Le hasard a fait que se sont suivis, à quelques jours d’intervalle, des voyages à Giverny et à Prinzendorf. D’un côté, les coteaux de Seine avec, dans la brume matinale, la plus convaincante image impressionniste, la maison de Monet, ses jardins, celui des allées fleuries, même elles eussent été plus luxuriantes à un autre moment, vrai aussi dans celui des nénuphars quasiment inexistants. De l’autre, les collines plantées de vignes du nord de la Basse-Autriche, le château de Nitsch, sa cour intérieure, ses dépendances, du Schüttboden au Weinkeller. Deux lieux, des hauts lieux, liés indissociablement aux deux artistes et à leur œuvre, tous deux passés dans l’histoire de l’art.

Le rapprochement dépasse, et de loin, le pur hasard. Le musée de l’Orangerie, à Paris, n’a-t-il pas il y a un an et demi rendu hommage à l’Autrichien, dans ce qui aurait dû être un autre projet, tribut de Nitsch à Monet, arrêté par la mort. Face aux Nymphéas, dès lors, ce furent les dernières peintures de Nitsch, éblouissantes, vivement pétries, malaxées. Au sujet des Nymphéas, Clémenceau notait que Monet atteignait la limite de ce que peut accomplir la puissance de la brosse et du cerveau.

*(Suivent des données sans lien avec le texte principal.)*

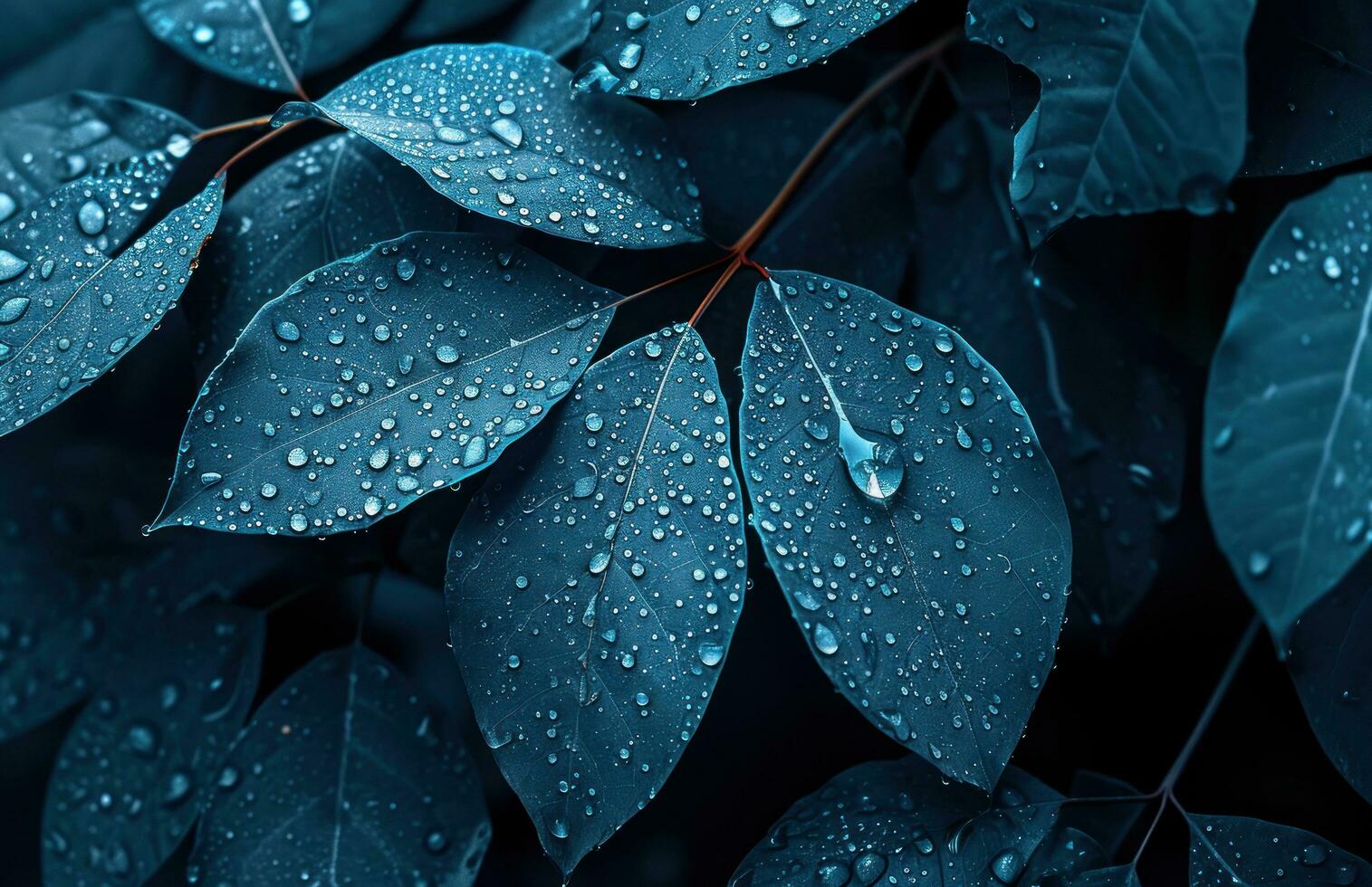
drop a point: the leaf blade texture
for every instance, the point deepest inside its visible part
(375, 786)
(67, 311)
(1284, 482)
(865, 429)
(1108, 412)
(266, 43)
(670, 50)
(899, 820)
(336, 444)
(154, 742)
(600, 583)
(321, 203)
(1241, 850)
(1142, 104)
(494, 129)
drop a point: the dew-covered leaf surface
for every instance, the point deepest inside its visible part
(261, 43)
(1228, 850)
(1287, 477)
(1331, 666)
(899, 823)
(1308, 74)
(1142, 103)
(594, 586)
(495, 129)
(1108, 415)
(553, 26)
(345, 777)
(143, 756)
(48, 143)
(687, 48)
(908, 514)
(324, 202)
(67, 311)
(380, 377)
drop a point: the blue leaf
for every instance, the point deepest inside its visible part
(1142, 104)
(553, 26)
(378, 378)
(1308, 73)
(1331, 666)
(1238, 850)
(1286, 413)
(67, 311)
(47, 144)
(373, 787)
(152, 743)
(268, 43)
(594, 587)
(676, 50)
(908, 514)
(1108, 415)
(899, 822)
(327, 200)
(494, 129)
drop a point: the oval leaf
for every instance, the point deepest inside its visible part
(1284, 476)
(268, 43)
(494, 129)
(1142, 104)
(67, 313)
(671, 50)
(908, 514)
(48, 143)
(348, 777)
(1331, 666)
(1108, 415)
(378, 378)
(1236, 850)
(154, 742)
(899, 822)
(596, 586)
(321, 203)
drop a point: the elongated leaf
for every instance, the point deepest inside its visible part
(1238, 850)
(1331, 665)
(1142, 104)
(378, 378)
(48, 143)
(553, 26)
(67, 311)
(1308, 73)
(1286, 410)
(1106, 412)
(494, 129)
(140, 759)
(263, 43)
(321, 203)
(348, 777)
(910, 516)
(671, 50)
(899, 822)
(594, 588)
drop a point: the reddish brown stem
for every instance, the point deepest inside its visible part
(253, 122)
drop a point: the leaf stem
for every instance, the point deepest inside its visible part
(253, 122)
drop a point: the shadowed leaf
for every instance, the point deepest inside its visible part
(1142, 104)
(141, 758)
(345, 775)
(908, 514)
(378, 378)
(594, 587)
(1286, 410)
(494, 129)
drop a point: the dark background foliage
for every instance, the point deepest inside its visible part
(1119, 702)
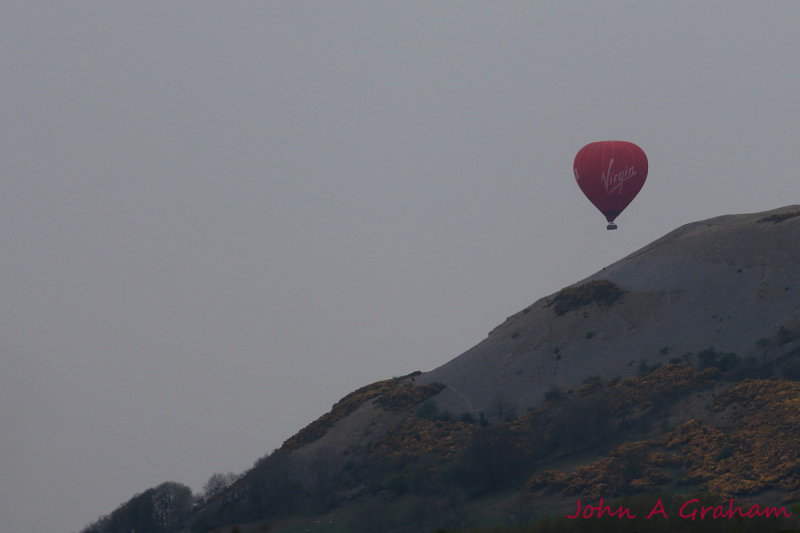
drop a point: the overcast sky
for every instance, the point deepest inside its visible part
(218, 218)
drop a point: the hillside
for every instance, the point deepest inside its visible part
(673, 370)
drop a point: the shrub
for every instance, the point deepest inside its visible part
(601, 292)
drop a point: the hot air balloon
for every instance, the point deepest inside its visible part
(610, 174)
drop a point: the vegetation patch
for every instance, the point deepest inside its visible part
(391, 394)
(754, 453)
(416, 437)
(600, 292)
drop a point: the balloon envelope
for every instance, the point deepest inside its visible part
(610, 174)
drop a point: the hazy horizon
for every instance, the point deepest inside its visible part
(219, 219)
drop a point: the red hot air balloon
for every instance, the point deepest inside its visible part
(610, 174)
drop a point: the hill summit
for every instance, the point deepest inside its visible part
(675, 370)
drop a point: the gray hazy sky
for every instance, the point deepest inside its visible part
(217, 218)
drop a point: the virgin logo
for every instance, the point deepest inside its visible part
(613, 180)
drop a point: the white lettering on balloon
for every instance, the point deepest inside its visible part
(613, 180)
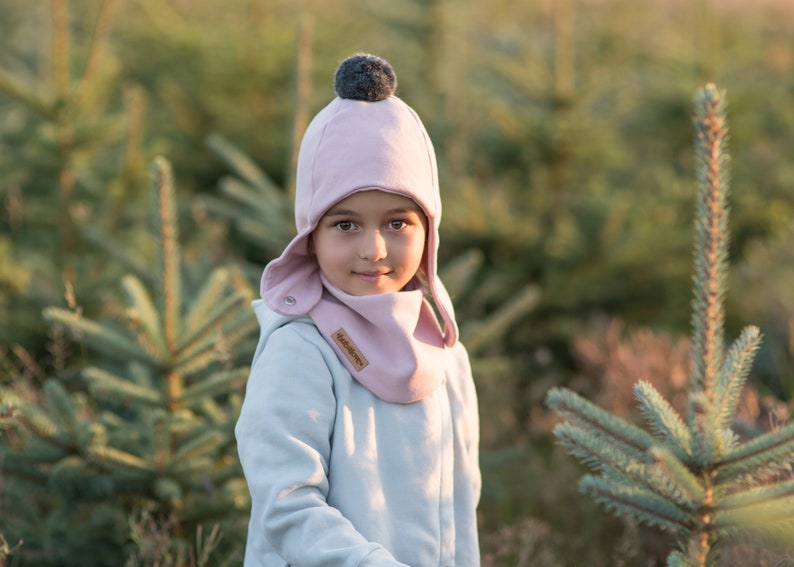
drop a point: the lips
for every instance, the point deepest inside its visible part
(371, 276)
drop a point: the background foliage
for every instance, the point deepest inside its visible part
(564, 140)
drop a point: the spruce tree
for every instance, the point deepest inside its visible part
(145, 435)
(692, 475)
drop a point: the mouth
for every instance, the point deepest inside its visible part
(372, 277)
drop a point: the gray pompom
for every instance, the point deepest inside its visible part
(365, 77)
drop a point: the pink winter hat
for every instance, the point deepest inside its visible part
(365, 139)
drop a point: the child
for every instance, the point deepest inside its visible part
(359, 430)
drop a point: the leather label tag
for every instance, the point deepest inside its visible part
(350, 350)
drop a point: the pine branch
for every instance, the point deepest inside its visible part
(144, 313)
(217, 384)
(167, 229)
(662, 419)
(108, 386)
(245, 168)
(734, 376)
(98, 336)
(202, 336)
(200, 446)
(593, 450)
(117, 459)
(641, 505)
(204, 301)
(768, 450)
(587, 415)
(34, 419)
(486, 331)
(759, 496)
(711, 242)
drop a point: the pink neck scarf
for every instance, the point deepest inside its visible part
(391, 343)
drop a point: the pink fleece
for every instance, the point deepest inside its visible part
(353, 146)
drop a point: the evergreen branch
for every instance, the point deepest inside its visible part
(167, 229)
(27, 96)
(217, 384)
(162, 438)
(484, 332)
(711, 241)
(587, 415)
(758, 496)
(105, 385)
(679, 474)
(34, 419)
(112, 458)
(97, 336)
(145, 314)
(196, 363)
(192, 467)
(640, 504)
(593, 450)
(231, 327)
(459, 273)
(662, 418)
(677, 559)
(200, 446)
(245, 168)
(200, 336)
(168, 489)
(769, 449)
(764, 515)
(733, 376)
(265, 206)
(23, 471)
(201, 305)
(120, 253)
(59, 402)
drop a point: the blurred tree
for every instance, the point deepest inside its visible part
(149, 429)
(69, 157)
(693, 478)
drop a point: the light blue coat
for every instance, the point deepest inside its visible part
(340, 478)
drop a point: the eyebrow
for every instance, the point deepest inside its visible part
(334, 212)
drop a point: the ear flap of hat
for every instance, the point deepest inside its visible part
(290, 284)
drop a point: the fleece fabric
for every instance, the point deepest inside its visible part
(341, 478)
(353, 146)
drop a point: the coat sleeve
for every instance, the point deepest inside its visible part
(284, 438)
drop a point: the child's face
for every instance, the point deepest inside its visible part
(370, 242)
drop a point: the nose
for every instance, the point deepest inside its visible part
(373, 246)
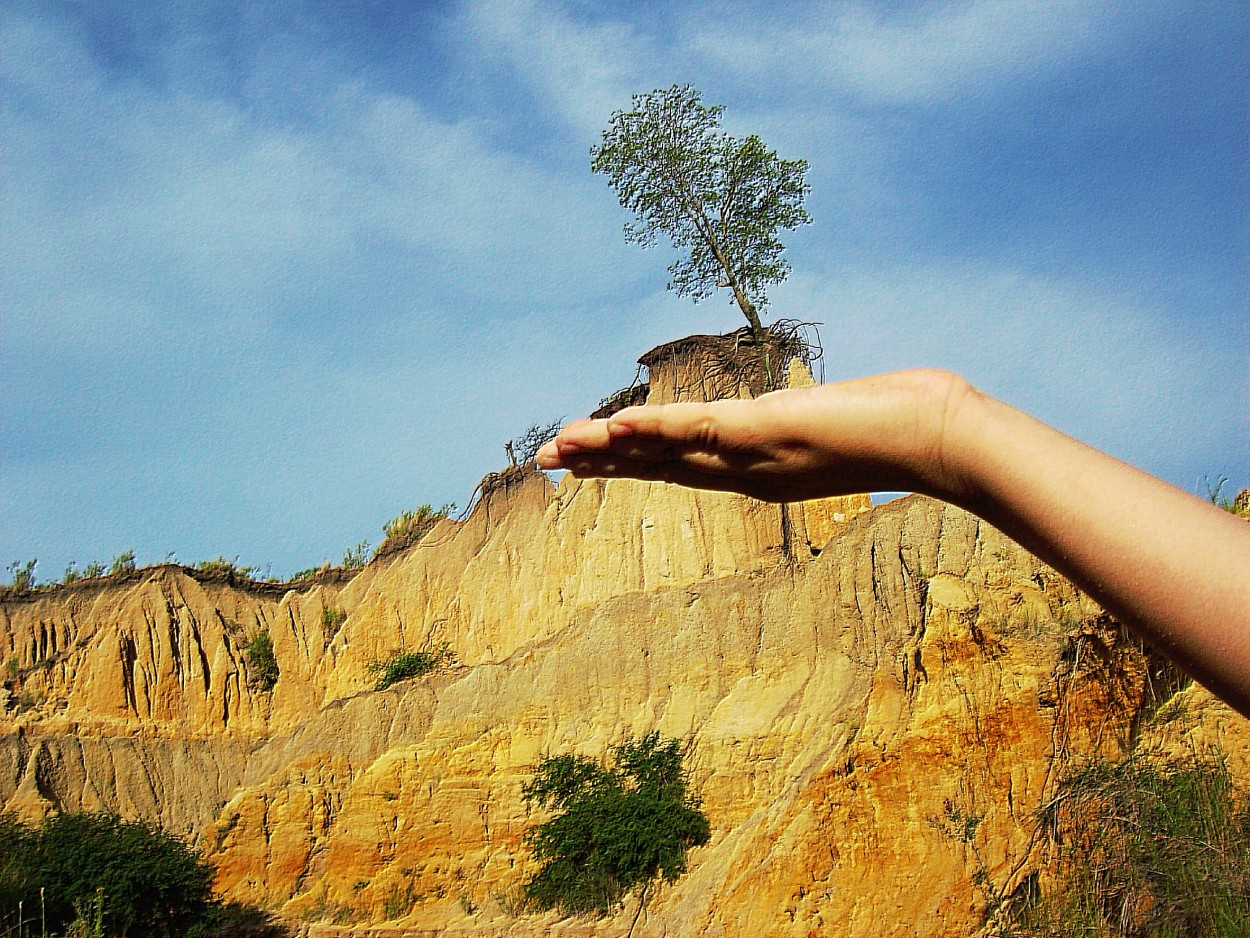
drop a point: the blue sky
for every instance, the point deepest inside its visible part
(274, 273)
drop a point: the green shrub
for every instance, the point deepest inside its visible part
(261, 662)
(620, 827)
(101, 876)
(309, 573)
(23, 574)
(230, 569)
(129, 874)
(404, 665)
(333, 619)
(1146, 849)
(410, 527)
(529, 443)
(355, 558)
(123, 563)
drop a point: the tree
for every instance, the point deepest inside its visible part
(619, 827)
(720, 198)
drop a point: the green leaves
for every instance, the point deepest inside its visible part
(151, 882)
(719, 198)
(403, 665)
(261, 662)
(619, 827)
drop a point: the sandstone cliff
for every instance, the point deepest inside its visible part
(844, 709)
(849, 708)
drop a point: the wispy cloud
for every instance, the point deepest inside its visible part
(926, 53)
(275, 273)
(581, 70)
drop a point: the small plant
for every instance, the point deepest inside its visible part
(410, 527)
(355, 558)
(261, 660)
(123, 563)
(404, 665)
(333, 619)
(309, 573)
(23, 575)
(400, 902)
(526, 447)
(619, 827)
(1146, 849)
(229, 569)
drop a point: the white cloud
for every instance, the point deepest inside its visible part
(1091, 359)
(929, 53)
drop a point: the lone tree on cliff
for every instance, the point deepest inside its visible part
(720, 198)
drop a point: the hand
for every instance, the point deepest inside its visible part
(871, 434)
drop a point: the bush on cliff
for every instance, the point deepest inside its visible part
(1145, 848)
(263, 664)
(619, 827)
(403, 665)
(101, 876)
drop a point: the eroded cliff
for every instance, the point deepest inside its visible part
(849, 711)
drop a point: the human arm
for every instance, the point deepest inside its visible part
(1170, 565)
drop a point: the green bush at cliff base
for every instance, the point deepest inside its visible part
(96, 874)
(151, 882)
(1146, 849)
(619, 827)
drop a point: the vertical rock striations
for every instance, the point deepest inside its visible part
(873, 726)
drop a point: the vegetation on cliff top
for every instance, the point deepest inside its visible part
(619, 827)
(1144, 848)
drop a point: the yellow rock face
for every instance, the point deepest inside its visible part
(871, 726)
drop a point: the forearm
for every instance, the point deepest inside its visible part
(1170, 565)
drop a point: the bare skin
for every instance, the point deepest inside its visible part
(1170, 565)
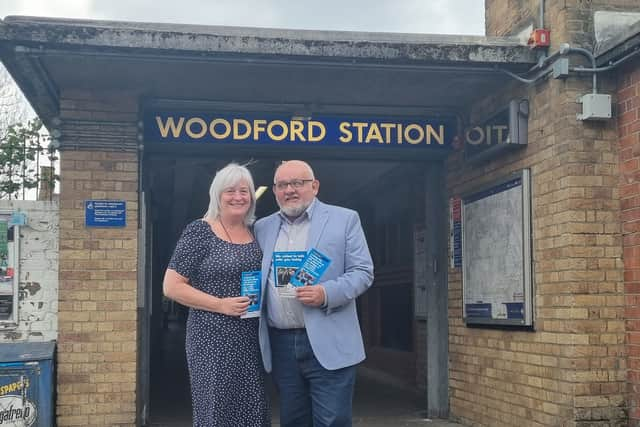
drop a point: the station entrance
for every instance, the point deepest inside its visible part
(396, 200)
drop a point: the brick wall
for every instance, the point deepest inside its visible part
(572, 370)
(38, 295)
(569, 370)
(97, 348)
(628, 107)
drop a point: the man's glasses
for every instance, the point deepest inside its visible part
(294, 183)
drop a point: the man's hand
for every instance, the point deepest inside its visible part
(311, 295)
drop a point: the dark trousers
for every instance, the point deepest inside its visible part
(310, 395)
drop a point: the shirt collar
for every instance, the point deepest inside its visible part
(305, 215)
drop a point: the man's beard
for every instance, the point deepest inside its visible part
(294, 211)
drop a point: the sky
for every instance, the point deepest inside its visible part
(401, 16)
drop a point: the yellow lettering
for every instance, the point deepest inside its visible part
(283, 126)
(374, 133)
(438, 136)
(258, 128)
(214, 133)
(297, 127)
(203, 127)
(387, 131)
(241, 129)
(347, 135)
(360, 126)
(319, 125)
(170, 125)
(409, 138)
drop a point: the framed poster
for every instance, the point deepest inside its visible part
(9, 268)
(496, 253)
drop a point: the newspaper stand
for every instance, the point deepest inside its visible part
(26, 384)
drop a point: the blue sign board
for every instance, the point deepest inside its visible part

Question couleur et lumière, le jeu est égal ; pour les limites, Nitsch les a repoussées, abolies, cela appartenant à son temps, les années soixante du siècle dernier, place à la mise en scène d’événements réels, aux corps des ordres humain et animal, leur sang, leur chair, leurs boyaux, pour souiller la toile, non, pour en sortir dans des actions, des rituels avec leur signification symbolique, et leurs parts immémoriale et contemporaine.

Les deux premières journées du 6-Tage-Spiel avaient été données en 2022 et en 2023. Là, en ce mois de juin, les tables se trouvent dressées pour la suite, toutes coloriées, recouvertes de fruits, de légumes, ailleurs de toutes sortes d’abats, pour telles actions, de même du côté sud de la cour, contre la façade comme des toiles vierges sont prêtes, alors que l’orchestre, imposant de nombre déjà, soutenu par de la musique électronique, à d’autres moments par un chœur, donne le substrat du Gesamtkunstwerk avec des accents proprement wagnériens, prolongés indéfiniment sous la direction d’Andrea Cusumano. Très vite, tous les sens se trouvent échauffés, excités, se répondent les uns autres, se confondent dans la plus pure synesthésie. Et ne font que suivre une partition parfaitement réglée et respectée sous les ordres de Leonhard Kopp et de Frank Gassner. Avec à tels moment de grande tension, voire d’apothéose, le tintement des cloches, le métal sonore et assourdissant des gongs. C’est prenant, c’est empoignant, on peut s’y soustraire, prendre quelque mets, un verre de vin, et quelquefois aller se recueillir à la tombe de Nitsch, à l’arrière du château.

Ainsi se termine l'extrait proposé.